Alexa Curtis (born 4 January  2004) is an Australian singer, songwriter and actress. She won The Voice Kids Australia as part of Team Delta in 2014, and subsequently signed with Universal Music Australia. Curtis represented Australia in the Junior Eurovision Song Contest 2016, where she placed fifth with 202 points.

Early life
Curtis was born on 4 January 2004 to her New Zealand parents. She has an older brother, Aidan. Two years before she was born, her family originally lived in Auckland, New Zealand, before relocating to Australia in 2002. She won The Voice Kids Australia in 2014 and was signed with Universal Music Australia.

Career

Acting
In 2021, Alexa gained the lead role as Taylor Young in Rock Island Mysteries, a 20-part adventure/drama series which was shot on the Gold Coast, Queensland. A joint collaboration between Fremantle Australia and Nickelodeon. It premiered on May 2, 2022, on 10 Shake and 10 Play. It will air on Nickelodeon Australia and New Zealand from June 2022 and global audiences on Nickelodeon International later in the year.
In 2019 Alexa played a supporting role as Jordan in the locally-shot movie Swimming for Gold.

Singing
In 2014 Alexa was a contestant on The Voice Kids. While all chairs turned, she chose Team Delta.
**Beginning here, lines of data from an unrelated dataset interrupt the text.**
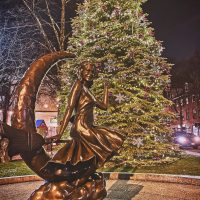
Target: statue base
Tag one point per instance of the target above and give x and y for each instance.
(93, 189)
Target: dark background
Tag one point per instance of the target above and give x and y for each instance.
(176, 23)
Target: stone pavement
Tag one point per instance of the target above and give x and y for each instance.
(117, 190)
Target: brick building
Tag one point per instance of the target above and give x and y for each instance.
(187, 107)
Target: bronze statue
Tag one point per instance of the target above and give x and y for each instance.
(71, 173)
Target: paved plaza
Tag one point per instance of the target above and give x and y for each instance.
(117, 190)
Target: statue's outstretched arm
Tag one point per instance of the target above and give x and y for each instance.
(104, 104)
(72, 99)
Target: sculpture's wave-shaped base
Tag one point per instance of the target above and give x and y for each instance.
(93, 189)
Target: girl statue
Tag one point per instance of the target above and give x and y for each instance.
(91, 146)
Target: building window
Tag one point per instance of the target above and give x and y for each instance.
(181, 102)
(186, 87)
(193, 98)
(187, 100)
(194, 113)
(187, 114)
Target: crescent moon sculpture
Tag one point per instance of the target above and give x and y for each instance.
(24, 111)
(23, 128)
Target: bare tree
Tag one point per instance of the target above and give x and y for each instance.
(52, 22)
(16, 51)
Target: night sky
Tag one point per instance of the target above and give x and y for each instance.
(176, 23)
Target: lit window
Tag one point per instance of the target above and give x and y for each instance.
(187, 113)
(187, 100)
(194, 113)
(193, 98)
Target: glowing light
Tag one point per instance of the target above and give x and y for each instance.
(46, 105)
(182, 140)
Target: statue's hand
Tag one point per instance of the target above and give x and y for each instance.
(106, 83)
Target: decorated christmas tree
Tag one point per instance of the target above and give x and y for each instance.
(117, 37)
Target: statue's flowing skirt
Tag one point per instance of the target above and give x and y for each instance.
(97, 143)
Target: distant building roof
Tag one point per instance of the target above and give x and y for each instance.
(40, 122)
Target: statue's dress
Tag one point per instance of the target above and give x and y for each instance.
(88, 141)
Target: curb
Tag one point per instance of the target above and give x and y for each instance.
(165, 178)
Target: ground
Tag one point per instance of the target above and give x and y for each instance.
(117, 190)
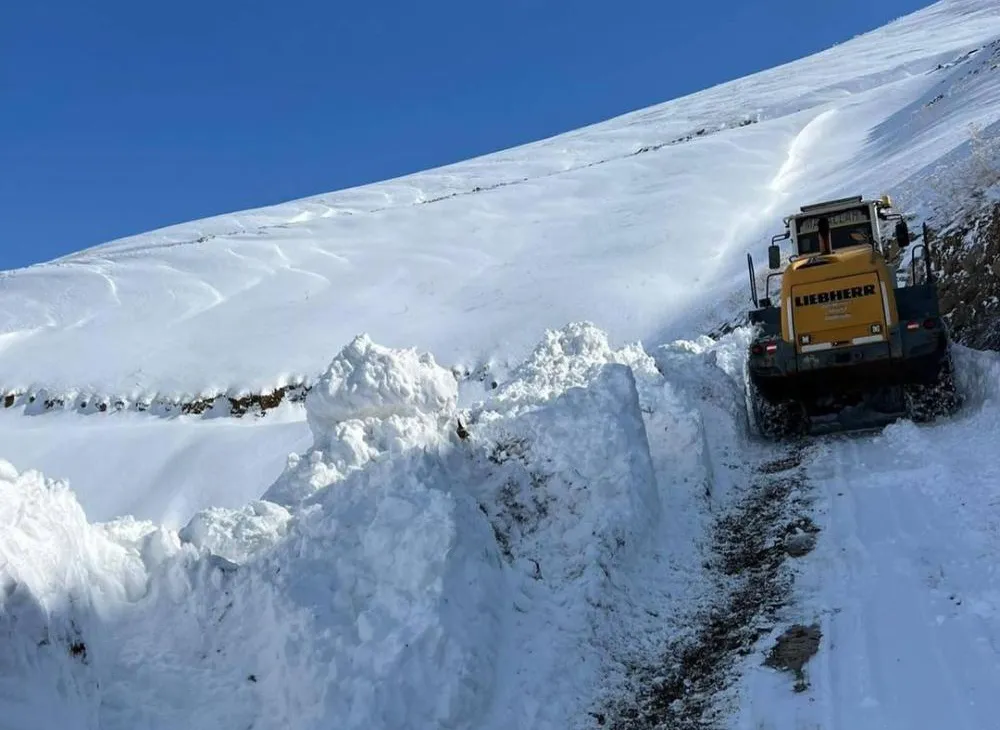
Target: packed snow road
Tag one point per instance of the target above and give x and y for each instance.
(596, 542)
(903, 584)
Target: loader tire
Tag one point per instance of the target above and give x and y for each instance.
(774, 421)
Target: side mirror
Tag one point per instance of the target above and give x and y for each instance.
(902, 234)
(774, 256)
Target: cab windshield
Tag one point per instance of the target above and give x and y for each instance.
(850, 227)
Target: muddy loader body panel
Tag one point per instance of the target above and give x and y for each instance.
(844, 346)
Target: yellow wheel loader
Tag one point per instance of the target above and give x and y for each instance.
(849, 344)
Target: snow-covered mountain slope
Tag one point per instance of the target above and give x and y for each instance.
(591, 541)
(639, 224)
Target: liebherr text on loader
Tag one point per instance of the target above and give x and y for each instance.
(846, 346)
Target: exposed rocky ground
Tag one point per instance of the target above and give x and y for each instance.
(965, 259)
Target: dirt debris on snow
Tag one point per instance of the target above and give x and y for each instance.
(793, 650)
(683, 688)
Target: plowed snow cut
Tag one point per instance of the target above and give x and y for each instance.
(752, 544)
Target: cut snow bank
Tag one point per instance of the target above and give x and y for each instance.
(403, 572)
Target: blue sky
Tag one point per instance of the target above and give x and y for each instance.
(123, 117)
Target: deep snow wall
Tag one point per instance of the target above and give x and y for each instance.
(424, 563)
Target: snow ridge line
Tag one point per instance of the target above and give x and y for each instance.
(222, 405)
(82, 257)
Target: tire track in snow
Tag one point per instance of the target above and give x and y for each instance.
(688, 687)
(905, 648)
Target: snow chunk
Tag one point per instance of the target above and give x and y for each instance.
(372, 403)
(370, 381)
(237, 534)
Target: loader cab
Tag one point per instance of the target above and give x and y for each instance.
(851, 221)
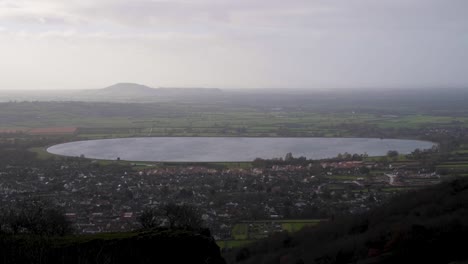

She made it to the grand final where she won.
Alexa appeared twice in the 2014 Schools Spectacular, first performing with her Voice Kids co-stars, then duetting with The Voice winner Anja Nissen. The same year she performed with a small group of The Voice Kids at Vision Australia's Carols by Candlelight. In 2015 and 2016 she performed as a featured artist at the Brisbane IGA Lord Mayor's Christmas Carols. In 2016 she sang the opening theme song for six episodes of The Powerpuff Girls on Cartoon Network Australia.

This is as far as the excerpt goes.